APOE3Ch attenuates AD pathology by modulating its HSPG binding and neuroimmune responses. In transgenic mouse models and hiPSC models, APOE3Ch rescued amyloid load and Tau pathology, probably by modulating HSPG-mediated Tau uptake and disease-related microglial activation. Figure was partially generated using templates from Servier Medical Art (https://smart.servier.com), which is licensed under a Creative Commons Attribution 3.0 Unported License

Future studies utilizing spatial transcriptomics may be able to better profile the gene expression adjacent to the amyloid plaques and tau neurofibrillary tangles in an unbiased manner while preserving their spatial information, and this approach has advantages over the snRNA-seq and selective immunofluorescence staining used in the two papers. Additionally, further clinical characterization of heterozygous APOE3Ch carriers is warranted, considering heterozygous R136S mutation provided partial protection against APOE4-driven neurodegeneration and neuroinflammation shown by Nelson et al.1 The push towards identification and utilization of natural resilience towards AD could be complemented further by studying other protective genetic variants for therapeutic purposes, including a RELN-COLBOS variant which upregulates RELN signaling to induce neuroprotection by activating its canonical protein target Dab1.4 Of note, the RELN-COLBOS variant influences the binding of RELN to glycosaminoglycan (GAG), the primary component of HSPG, potentially sharing a common pathway with the APOE3Ch variant. The findings collectively underscore the role of HSPG in the molecular mechanisms underpinning AD, thereby positing HSPG as a prospective therapeutic target for AD. Interestingly, a 50% risk reduction of AD development has been associated with the APOE3-Jacksonville (V236E) variant and APOE4 R251G variant,5 and the protective mechanisms arising from a single amino acid substitution in R251G variant should be explored. It is also interesting to investigate if additional benefits could be obtained by combining the protective APOE gene variants. Chen et al. found that amyloid load was reduced in the APP/PS1:APOE3Ch mice. However, Aβ burden has been shown to be high in the resilient individual with PSEN1-E280A mutation, suggesting that the protective effects of APOE3Ch is independent of Aβ, or independent of PSEN1-E280A mutation-related Aβ. The discrepancy in amyloid findings between the experimental model and the clinical case may be attributed to the species- and tissue-specific effects. While it is crucial to confirm the effects of APOE3Ch on amyloid load, it is conceivable that the APOE3Ch variant acts via other alternative pathways to mitigate neurodegeneration.

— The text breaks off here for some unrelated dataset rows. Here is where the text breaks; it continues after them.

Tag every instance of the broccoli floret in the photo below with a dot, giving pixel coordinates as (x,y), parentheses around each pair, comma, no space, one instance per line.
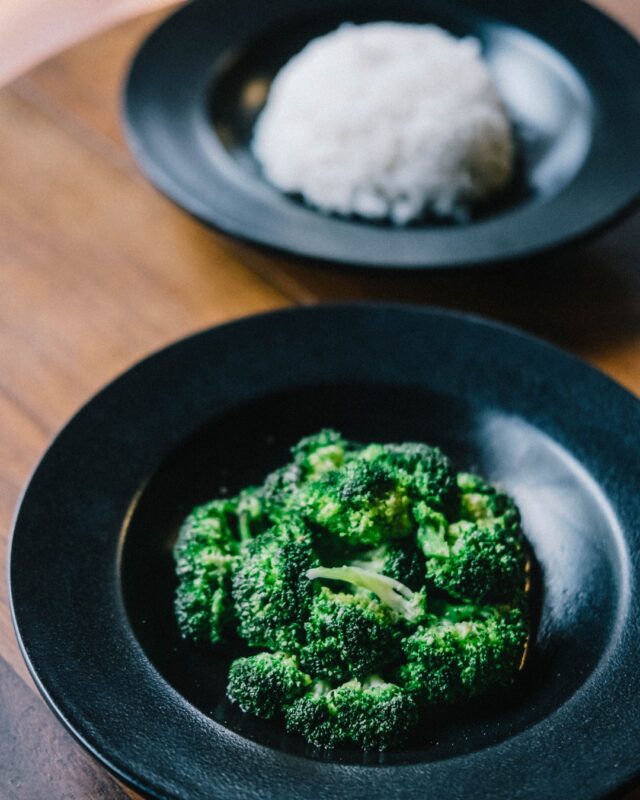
(391,523)
(453,660)
(265,683)
(361,503)
(271,592)
(407,606)
(399,559)
(348,636)
(322,453)
(483,561)
(371,714)
(206,555)
(426,472)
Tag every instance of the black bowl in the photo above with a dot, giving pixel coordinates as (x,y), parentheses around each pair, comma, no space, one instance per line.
(92,580)
(568,76)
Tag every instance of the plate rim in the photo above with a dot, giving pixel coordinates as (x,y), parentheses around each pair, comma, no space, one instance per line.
(458,317)
(174,190)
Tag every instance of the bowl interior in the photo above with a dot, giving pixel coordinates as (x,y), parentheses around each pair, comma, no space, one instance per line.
(565,515)
(546,98)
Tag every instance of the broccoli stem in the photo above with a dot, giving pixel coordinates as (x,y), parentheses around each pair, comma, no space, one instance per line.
(392,593)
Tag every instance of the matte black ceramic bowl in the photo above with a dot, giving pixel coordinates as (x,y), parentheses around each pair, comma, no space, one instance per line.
(92,579)
(568,76)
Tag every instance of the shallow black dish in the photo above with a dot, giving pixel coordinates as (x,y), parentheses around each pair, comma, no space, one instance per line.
(568,75)
(91,576)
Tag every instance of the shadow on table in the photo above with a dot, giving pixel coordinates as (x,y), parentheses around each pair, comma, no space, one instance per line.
(584,299)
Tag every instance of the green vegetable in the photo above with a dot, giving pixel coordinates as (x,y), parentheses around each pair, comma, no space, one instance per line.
(361,503)
(372,580)
(371,714)
(263,684)
(348,636)
(449,661)
(271,592)
(206,556)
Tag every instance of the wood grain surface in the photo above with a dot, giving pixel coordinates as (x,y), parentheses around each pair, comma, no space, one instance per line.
(98,270)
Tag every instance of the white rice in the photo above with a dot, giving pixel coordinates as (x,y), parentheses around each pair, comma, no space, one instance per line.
(386,120)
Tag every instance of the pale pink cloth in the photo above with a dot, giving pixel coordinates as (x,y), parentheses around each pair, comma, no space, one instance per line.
(33,30)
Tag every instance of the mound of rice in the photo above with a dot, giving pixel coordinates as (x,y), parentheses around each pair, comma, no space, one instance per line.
(386,120)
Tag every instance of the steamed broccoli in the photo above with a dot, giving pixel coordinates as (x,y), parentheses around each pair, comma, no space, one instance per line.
(361,503)
(264,683)
(400,559)
(374,581)
(206,555)
(348,636)
(452,660)
(371,714)
(425,471)
(483,560)
(271,591)
(405,605)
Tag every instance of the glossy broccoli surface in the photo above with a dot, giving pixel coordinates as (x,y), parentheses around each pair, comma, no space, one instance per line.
(367,584)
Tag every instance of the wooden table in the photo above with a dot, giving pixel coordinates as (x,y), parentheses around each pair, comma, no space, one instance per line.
(97,270)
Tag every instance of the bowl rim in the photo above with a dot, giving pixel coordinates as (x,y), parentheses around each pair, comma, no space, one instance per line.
(153,132)
(58,686)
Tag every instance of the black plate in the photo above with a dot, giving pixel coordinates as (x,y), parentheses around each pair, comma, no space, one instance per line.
(92,581)
(568,74)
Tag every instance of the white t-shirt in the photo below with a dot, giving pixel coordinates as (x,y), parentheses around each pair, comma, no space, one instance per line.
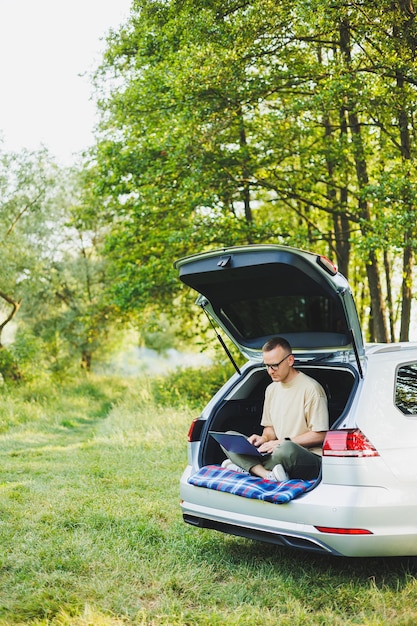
(296,407)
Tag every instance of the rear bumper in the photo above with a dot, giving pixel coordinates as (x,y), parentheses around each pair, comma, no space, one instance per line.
(389,516)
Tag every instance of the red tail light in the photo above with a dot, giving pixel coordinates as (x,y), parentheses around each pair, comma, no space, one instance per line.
(350,442)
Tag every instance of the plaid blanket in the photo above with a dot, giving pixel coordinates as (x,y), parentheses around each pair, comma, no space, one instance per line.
(247,486)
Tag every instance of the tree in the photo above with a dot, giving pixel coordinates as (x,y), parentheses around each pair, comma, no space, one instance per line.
(237,122)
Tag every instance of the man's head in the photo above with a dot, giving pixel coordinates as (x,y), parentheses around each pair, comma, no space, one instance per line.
(278,359)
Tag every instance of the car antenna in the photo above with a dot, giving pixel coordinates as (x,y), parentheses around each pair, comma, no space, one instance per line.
(225,348)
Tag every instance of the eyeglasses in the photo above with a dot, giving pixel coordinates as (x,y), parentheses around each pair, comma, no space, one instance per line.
(275,366)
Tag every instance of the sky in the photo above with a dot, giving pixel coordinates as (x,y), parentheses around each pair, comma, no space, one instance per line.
(46,49)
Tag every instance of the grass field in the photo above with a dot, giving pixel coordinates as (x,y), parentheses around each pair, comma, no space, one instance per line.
(91,530)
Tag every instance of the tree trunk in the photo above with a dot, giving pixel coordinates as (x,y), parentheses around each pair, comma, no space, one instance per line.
(379,326)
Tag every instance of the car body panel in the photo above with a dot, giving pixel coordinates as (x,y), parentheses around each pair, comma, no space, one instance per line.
(255,292)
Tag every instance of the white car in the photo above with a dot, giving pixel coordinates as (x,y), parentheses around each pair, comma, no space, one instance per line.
(365,501)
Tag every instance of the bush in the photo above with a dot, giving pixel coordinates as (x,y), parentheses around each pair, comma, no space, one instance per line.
(191,386)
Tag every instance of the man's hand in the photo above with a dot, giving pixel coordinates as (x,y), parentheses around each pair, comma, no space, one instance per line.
(269,446)
(257,440)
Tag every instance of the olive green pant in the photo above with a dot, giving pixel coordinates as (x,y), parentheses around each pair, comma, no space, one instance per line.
(297,461)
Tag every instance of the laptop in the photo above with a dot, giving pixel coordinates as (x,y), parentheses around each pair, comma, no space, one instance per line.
(236,443)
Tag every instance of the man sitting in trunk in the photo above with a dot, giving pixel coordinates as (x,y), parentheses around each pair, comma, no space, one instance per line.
(295,419)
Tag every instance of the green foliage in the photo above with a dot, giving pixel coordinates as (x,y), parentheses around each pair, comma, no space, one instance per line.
(190,386)
(9,368)
(227,123)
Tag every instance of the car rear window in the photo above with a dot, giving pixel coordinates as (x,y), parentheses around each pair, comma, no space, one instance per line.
(283,314)
(406,389)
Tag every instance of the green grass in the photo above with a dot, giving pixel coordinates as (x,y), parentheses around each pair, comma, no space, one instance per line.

In summary, these two recent studies elucidated specific cellular and molecular pathways affected by the APOE3Ch variant, shedding light on potential targets that may confer neuroprotection in a larger group of AD patients. Specifically, cutting-edge translational AD models were employed to demonstrate the neuroprotection in the context of Aβ load, tau pathology and immune response. Should the findings of the studies be successfully replicated and further elaborated upon in pre-clinical and clinical studies, identifying druggable targets of the APOE3Ch variant could well represent an exciting novel therapeutic approach in AD.